La controversia nasce proprio da qui, dal rifiuto di catalogare. All’epoca fu accusato di essere “immorale” e “sessualmente deviato”; oggi lo si guarderebbe con la lente del femminicidio e della colpevolizzazione della donna. Theresa muore per aver osato desiderare, e il mondo, allora come oggi, tende a dire che “se l’è cercata”. È proprio questa eco, insopportabilmente contemporanea, a rendere il film ancora vivo: nel 2025, la storia di una donna che muore perché è libera resta un monito feroce, un riflesso della violenza ancora inscritta dallo sguardo maschile nei corpi femminili.
Pellicola perturbante, l’inquietudine che trasmette non sta solo nel finale, ma nella sua costruzione: la regia di Brooks alterna momenti quasi documentaristici a visioni psichedeliche, flash di luci stroboscopiche e suoni che pulsano come battiti cardiaci. Il montaggio è nervoso, claustrofobico; la fotografia immerge Theresa in una New York notturna e febbrile, in cui ogni volto maschile è potenzialmente minaccioso e ogni incontro un azzardo. E poi c’è lei, Diane Keaton, che abbandona la grazia nevrotica di Io e Annie per incarnare un’anima frantumata, divisa tra il desiderio di compiacere e quello di esistere. È una performance di in grado di mettere a nudo la protagonista con autenticità, con perizia non solo fisica, ma psicologica. Lo spettatore la ama, la teme, la giudica e la compatisce, fino a rendersi conto di essere parte del meccanismo che la consuma.

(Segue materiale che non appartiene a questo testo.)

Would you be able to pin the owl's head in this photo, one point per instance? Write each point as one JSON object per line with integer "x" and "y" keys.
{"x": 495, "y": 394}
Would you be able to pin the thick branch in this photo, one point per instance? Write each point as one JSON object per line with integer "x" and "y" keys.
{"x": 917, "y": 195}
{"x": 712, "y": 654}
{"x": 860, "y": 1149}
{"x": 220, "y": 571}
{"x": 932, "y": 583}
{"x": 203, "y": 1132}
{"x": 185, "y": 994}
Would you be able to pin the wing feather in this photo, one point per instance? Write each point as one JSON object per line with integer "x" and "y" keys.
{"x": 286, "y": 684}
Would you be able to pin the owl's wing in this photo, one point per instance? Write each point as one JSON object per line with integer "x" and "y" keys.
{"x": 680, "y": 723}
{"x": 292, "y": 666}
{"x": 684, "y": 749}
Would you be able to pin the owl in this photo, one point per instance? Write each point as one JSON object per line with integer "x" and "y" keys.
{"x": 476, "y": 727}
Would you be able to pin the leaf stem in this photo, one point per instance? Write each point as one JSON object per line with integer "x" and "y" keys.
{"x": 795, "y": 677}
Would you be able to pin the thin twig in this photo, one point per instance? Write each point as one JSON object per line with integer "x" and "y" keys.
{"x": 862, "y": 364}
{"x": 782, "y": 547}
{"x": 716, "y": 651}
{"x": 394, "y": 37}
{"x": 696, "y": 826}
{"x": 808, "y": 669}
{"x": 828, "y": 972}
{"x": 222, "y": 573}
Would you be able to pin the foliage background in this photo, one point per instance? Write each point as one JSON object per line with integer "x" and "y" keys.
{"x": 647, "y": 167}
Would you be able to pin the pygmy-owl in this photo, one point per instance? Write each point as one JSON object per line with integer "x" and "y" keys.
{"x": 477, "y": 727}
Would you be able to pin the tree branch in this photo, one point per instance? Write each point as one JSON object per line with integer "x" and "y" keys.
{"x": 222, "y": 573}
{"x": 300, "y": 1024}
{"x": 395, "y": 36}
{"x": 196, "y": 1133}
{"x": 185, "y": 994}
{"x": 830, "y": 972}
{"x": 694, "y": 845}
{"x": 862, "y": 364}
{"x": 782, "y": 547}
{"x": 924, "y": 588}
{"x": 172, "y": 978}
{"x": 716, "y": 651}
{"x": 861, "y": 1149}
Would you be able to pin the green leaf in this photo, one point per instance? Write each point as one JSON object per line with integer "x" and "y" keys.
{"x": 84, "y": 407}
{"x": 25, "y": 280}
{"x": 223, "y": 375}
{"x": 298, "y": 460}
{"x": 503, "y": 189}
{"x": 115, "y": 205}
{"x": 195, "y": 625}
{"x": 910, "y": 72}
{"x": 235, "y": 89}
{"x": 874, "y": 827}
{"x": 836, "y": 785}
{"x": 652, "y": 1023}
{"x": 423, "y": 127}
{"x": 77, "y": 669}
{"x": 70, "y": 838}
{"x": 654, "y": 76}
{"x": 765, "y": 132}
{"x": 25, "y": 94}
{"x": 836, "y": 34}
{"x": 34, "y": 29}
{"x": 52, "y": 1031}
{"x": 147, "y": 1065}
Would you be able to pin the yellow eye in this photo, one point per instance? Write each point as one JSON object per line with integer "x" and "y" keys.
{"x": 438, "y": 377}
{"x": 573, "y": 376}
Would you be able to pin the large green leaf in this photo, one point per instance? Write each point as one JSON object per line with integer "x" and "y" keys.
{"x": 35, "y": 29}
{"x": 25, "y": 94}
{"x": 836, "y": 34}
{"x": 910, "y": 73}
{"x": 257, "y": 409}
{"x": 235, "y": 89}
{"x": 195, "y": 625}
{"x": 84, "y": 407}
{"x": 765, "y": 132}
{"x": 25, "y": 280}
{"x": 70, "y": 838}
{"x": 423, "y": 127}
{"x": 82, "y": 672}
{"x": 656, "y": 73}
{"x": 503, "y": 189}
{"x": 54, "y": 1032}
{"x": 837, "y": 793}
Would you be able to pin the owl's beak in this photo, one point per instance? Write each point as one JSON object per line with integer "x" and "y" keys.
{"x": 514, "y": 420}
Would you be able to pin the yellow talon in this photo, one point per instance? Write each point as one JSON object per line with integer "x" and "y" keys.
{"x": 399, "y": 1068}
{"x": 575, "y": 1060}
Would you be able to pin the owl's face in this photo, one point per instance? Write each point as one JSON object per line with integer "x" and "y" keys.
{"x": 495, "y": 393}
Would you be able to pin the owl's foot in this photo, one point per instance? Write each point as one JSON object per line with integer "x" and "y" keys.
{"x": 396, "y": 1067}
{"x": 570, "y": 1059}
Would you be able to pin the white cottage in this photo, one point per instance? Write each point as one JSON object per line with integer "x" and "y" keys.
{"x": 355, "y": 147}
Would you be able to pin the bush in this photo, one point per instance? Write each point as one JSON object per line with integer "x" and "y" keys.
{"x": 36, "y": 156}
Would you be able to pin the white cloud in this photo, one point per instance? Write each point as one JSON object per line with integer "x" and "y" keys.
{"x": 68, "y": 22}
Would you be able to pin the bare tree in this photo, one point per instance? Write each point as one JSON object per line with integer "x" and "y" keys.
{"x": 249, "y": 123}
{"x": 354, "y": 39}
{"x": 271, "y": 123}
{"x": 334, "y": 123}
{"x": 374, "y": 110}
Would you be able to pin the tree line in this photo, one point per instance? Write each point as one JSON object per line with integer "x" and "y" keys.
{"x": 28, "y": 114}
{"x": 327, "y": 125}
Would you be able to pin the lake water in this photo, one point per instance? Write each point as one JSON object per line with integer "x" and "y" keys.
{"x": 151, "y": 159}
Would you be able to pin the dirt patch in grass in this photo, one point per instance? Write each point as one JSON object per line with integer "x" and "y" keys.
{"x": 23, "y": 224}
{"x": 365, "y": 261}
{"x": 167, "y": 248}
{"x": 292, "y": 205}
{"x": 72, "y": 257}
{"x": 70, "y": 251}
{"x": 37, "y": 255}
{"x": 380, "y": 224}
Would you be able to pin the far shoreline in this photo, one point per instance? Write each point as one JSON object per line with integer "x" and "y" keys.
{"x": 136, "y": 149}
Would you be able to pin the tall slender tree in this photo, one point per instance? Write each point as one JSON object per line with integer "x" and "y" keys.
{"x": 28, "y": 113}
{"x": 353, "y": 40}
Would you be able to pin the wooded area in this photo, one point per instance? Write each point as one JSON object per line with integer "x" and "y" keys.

Forse è per questo che In cerca di Mr. Goodbar è così odiato dai benpensanti, più oggi che allora: perché non offre un comodo colpevole. Perché non distingue chiaramente tra bene e male, vittima e carnefice, libertà e autodistruzione. È un film che costringe a guardarsi dentro, e a chiedersi in quale misura il proprio sguardo giudicante contribuisce alla violenza che condanna.
In fondo, Mr. Goodbar non è solo un uomo, ma un simbolo: il miraggio di un amore sicuro, di un rifugio nella notte, di un volto che ti salvi da te stessa. Ma in questo film, come nella realtà, il buio non salva nessuno, e l’unica cosa più spaventosa della violenza è la società che la accetta, purché resti coerente con le sue ipocrisie.
Accanto a Diane Keaton, il film lancia due volti allora sconosciuti ma destinati a segnare il cinema americano: Richard Gere, magnetico e pericoloso nel ruolo di Tony, incarnazione del narcisismo e della violenza erotica maschile; e Tom Berenger, il volto finale dell’orrore, che trasforma il desiderio in annientamento. Entrambi rappresentano due estremi del maschile che circonda Theresa: seduzione e minaccia, promessa e distruzione. Intorno a loro, un coro di personaggi secondari (la sorella borghese e conformista, l’amante cieco e idealista, i colleghi dallo sguardo moralista) compone il ritratto di una società ipocrita, pronta a consumare la libertà femminile purché resti circoscritta al piacere maschile. È in questa rete di sguardi, desideri e condanne che In cerca di Mr. Goodbar trova la sua grandezza: un film che non racconta solo una morte, ma il prezzo ancora troppo alto della libertà.